A powerful new machine-learning technique can be applied to large datasets in the biological sciences to uncover previously unknown features of organisms and their genes, according to a team led by researchers from the Perelman School of Medicine at the University of Pennsylvania. For example, the technique learned the characteristic gene-expression patterns that appear when the bacterium is exposed to low-oxygen conditions and robustly identified changes that occur in response to antibiotics.
The technique employs a recently developed algorithm called a “denoising autoencoder,” which learns to identify recurrent features or patterns in large datasets without being told what specific features to look for. In 2012, for instance, when Google-sponsored researchers applied a similar method to randomly selected YouTube images, their system successfully learned to recognize major recurrent features of those images—including cats.
In the new study, published in the online journal mSystems this week,Casey Greene, PhD, an assistant professor of Systems Pharmacology and Translational Therapeutics, in collaboration with Deborah Hogan, PhD at Dartmouth College, used a system of denoising autoencoders to analyze many large datasets that measure how genes in the bacteria are expressed in different conditions.

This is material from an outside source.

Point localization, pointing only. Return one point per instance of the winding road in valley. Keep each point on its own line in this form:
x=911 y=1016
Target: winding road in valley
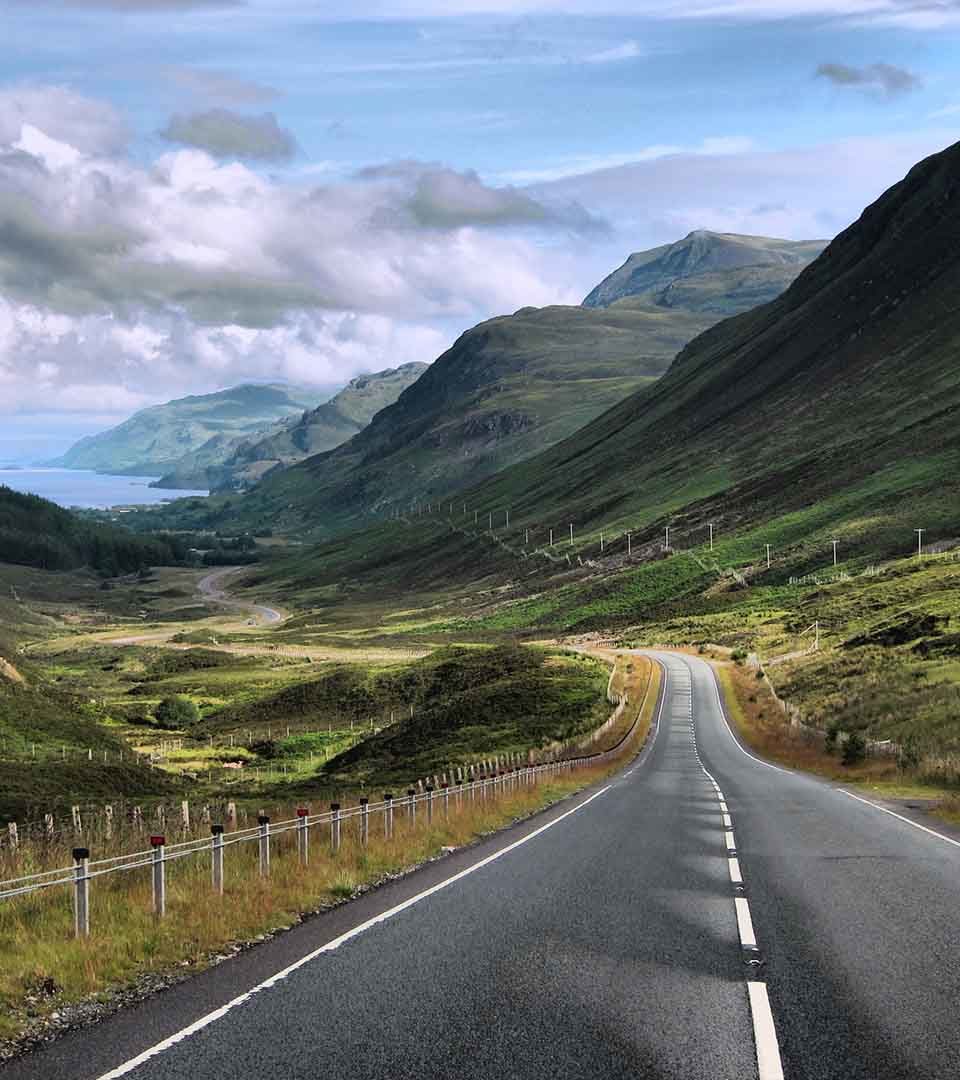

“The system learned fundamental principles of bacterial genomics just from these data,” Greene said. “We expect that this approach will be particularly useful to microbiologists researching bacterial species that lack a decades-long history of study in the lab. Microbiologists can use these models to identify where the data agree with their own knowledge and where the data seem to be pointing in a different direction.” Greene thinks that these are cases where the data may suggest new biological mechanisms.
Last year, Greene and his team published the first demonstration of the new method in a biological context: an analysis of two gene-expression datasets of breast cancers. The new study was considerably more ambitious — it covered all 950 gene-expression arrays publicly available at the time for the bacteriumPseudomonas aeruginosa, from 109 distinct datasets. This bacterium is a notorious pathogen in the hospital and in individuals with cystic fibrosis and other chronic lung conditions and is often difficult to treat due to its high resistance to standard antibiotic therapies.
First author Jie Tan, a graduate student at Dartmouth, where Greene, until recently, had his laboratory, developed ADAGE (Analysis using Denoising Autoencoders of Gene Expression) and applied it to the P. aeruginosa datasets. The data included only the identities of the roughly 5,000 P. aeruginosa genes, their measured expression levels in each published experiment. The goal was to show that this “unsupervised” learning system could uncover important patterns in P. aeruginosa gene expression and clarify how those patterns change when the bacterium’s environment changes, for example when in the presence of an antibiotic.